Hybrid renal oncocytic tumors are diagnosed largely based on morphology, though they are immunopositive for CK7 to a greater extent than renal oncocytomas (which are usually negative or only focally positive). Hybrid tumors are negative for AMACR and CD10. E-cadherin and CD117 may be positive, and MIB-1 proliferation rates are usually low[42]. The prognosis is excellent with one group reporting a 100% 3-year survival rate for their 16 studied hybrid tumors[43]. Data regarding long-term survival is limited, however, and additional series with longer follow-up will be required to determine the natural history and true biologic potential of these neoplasms[44].

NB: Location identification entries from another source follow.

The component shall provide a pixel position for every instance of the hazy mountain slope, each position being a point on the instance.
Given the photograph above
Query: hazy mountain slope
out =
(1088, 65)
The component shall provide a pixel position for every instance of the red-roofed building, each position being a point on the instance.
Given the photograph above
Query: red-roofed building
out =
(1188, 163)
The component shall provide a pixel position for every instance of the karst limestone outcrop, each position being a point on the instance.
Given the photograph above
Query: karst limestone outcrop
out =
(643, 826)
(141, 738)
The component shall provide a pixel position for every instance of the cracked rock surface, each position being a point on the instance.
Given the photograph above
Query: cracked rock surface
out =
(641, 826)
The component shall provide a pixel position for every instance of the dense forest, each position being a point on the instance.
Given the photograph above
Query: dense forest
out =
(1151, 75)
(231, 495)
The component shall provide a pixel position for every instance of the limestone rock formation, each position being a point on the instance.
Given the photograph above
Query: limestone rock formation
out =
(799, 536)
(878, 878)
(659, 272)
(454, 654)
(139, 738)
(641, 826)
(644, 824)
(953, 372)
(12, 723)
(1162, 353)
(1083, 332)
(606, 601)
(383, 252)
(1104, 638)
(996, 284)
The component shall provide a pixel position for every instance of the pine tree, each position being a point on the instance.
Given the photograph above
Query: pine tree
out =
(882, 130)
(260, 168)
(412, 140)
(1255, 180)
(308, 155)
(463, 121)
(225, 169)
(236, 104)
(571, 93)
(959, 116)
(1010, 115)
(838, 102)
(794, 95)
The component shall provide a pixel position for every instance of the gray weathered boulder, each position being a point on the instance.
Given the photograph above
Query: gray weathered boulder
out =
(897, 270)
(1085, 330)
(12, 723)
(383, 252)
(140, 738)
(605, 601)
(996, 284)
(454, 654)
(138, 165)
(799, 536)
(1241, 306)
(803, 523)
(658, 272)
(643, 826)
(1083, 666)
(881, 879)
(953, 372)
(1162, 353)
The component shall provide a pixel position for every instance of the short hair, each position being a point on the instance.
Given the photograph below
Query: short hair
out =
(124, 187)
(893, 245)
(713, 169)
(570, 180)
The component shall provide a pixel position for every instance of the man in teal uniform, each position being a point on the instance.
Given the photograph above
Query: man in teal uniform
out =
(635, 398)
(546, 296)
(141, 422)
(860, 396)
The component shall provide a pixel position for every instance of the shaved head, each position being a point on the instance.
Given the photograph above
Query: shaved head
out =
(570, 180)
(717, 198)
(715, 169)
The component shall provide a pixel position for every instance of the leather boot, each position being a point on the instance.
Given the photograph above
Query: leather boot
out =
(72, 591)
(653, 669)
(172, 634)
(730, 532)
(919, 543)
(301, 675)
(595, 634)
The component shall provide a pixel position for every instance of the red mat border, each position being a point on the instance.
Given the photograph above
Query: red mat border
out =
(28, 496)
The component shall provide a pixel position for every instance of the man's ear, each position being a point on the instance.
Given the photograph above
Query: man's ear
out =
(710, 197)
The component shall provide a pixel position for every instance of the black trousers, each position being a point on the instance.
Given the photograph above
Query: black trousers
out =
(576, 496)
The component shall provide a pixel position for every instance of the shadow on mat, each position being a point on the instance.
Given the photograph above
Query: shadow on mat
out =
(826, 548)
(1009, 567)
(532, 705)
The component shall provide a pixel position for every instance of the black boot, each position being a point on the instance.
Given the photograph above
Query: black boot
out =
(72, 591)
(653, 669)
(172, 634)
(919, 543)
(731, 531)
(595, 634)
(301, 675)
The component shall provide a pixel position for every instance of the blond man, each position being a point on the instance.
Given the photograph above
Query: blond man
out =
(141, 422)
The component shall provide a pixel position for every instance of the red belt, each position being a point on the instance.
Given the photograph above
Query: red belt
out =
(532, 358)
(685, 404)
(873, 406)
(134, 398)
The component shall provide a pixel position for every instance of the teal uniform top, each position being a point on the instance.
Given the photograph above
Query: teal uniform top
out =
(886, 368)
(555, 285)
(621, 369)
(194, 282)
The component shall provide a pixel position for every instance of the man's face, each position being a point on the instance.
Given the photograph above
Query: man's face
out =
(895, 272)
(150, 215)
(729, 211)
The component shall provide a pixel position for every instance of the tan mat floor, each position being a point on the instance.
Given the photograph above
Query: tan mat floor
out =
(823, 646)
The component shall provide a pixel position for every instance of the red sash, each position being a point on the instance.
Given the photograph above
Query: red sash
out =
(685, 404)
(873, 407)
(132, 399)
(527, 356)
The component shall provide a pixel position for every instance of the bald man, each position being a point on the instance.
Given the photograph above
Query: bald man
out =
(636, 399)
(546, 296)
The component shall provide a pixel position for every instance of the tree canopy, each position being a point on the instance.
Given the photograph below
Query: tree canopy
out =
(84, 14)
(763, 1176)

It should be noted that hybrid renal oncocytic tumors may also occur in a sporadic setting. In such cases, there is typically no associated renal oncocytosis noted. Sporadic hybrid oncocytic tumors have been shown to contain multiple numerical chromosomal aberrations including monosomies and polysomies of 1, 2, 6, 9, 10, 13, 17, 21, and 22 without any reported mutations in the VHL, c-kit, platelet-derived growth factor receptor alpha (PDGFRA), and FLCN genes[42],[45]. Much like hybrid oncocytic tumors arising in the setting of Birt-Hogg Dubé syndrome, tumors arising in a sporadic setting also follow an indolent clinical course[42].

Conclusions

In summary, the medical community's understanding of RCC has evolved over many decades to the current classification, which recognizes RCC subtypes as genetically distinct with disparate behaviors and responses to therapy. The overlapping histologic features seen in contemporary practice require use of ancillary immunologic and molecular tests to arrive at an accurate diagnosis that, in turn, has a major prognostic and therapeutic impact.